3 The two types of Tonnetz can also be characterized as geometrical duals (CitationCohn 1998; CitationTymoczko 2012).

4 In this paper, enharmonic equivalence refers to all Tonnetz locations with the same pitch in 12-tone equal temperament, which is the tuning of the experimental stimuli (in just intonation, their pitches would differ). This includes standard enharmonic equivalences such as …, B♯♯♯, C♯♯, D, E♭♭, F♭♭♭, …, but it also includes Tonnetz locations with the same pitch name. More precisely, all notes separated by some integer combination of the syntonic comma (up four Tonnetz fifths and down one Tonnetz major third) and the major diesis (up four Tonnetz fifths and down four Tonnetz major thirds) are termed enharmonically equivalent because they have the same pitch in 12-tet. They have the same pitch because these two commas are a basis of the null space of the linear map from 5-limit just intonation to 12-tet (CitationMilne, Sethares, and Plamondon 2008).

5 The triangle inequality requires that d(x,z)d(x,y)+d(y,z); that is, the distance between two objects is shorter than or equal to the distance when passing through a third object.

6 Due to the abstraction (i.e. permutations) over voices, the ordering of elements in this vector has no meaning; hence this vector is most usefully thought of as just one out of all possible orderings of a single (unordered) multiset – the latter corresponding to the mathematical formalization used by CitationTymoczko (2006, Citation2011). Vectors may, however, be a more appropriate formalization whenever voices are not abstracted over.

7 It is worth noting that the model described here is quite different from a voice-leading type model – even if each harmonic were to be represented as an individual “voice.” For discussion of the differences between the category domain pitch embeddings used in voice-leading models and the pitch domain embeddings used in expectation tensors, and their implications when used to obtain distances, see CitationMilne et al. (2011).

8 For concision here, and in future examples, we use uppercase for major triads and lowercase for minor triads.

9 A harmonic complex tone comprises frequency components at integer multiples of a fundamental frequency, an octave complex tone comprises only those frequency components at 2n multiples of the fundamental – the first, second, fourth, eighth, sixteenth, etc., harmonics. Most pitched Western musical instruments, and the sung human voice, produce harmonic complex tones. Octave complex tones do not occur in nature and must be artificially synthesized.

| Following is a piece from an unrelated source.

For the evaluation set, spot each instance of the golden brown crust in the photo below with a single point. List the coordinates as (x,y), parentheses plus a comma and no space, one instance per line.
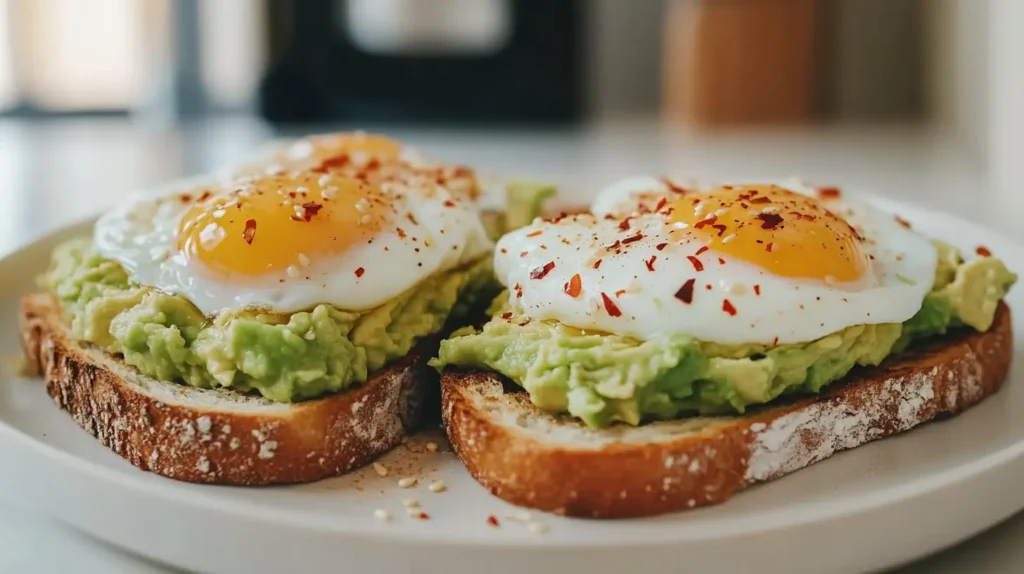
(220,437)
(663,467)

10 Cronbach's α is equivalent to the mean split-half correlation of a data set and is used as an estimate of reliability, consistency, or homogeneity. A split-half correlation is given by splitting the data into two equally-sized halves, summing across each half, and then correlating these two summed halves. The mean split-half correlation is the mean correlation over all possible equal splits. It is equivalent to Cronbach's α, though the latter is calculated in a computationally simpler – though intuitively less understandable – manner.

11 Bootstrapping is a method for estimating the variance of a statistical estimate – in this case the variances of the means. It makes no assumptions about the underlying distribution of the data.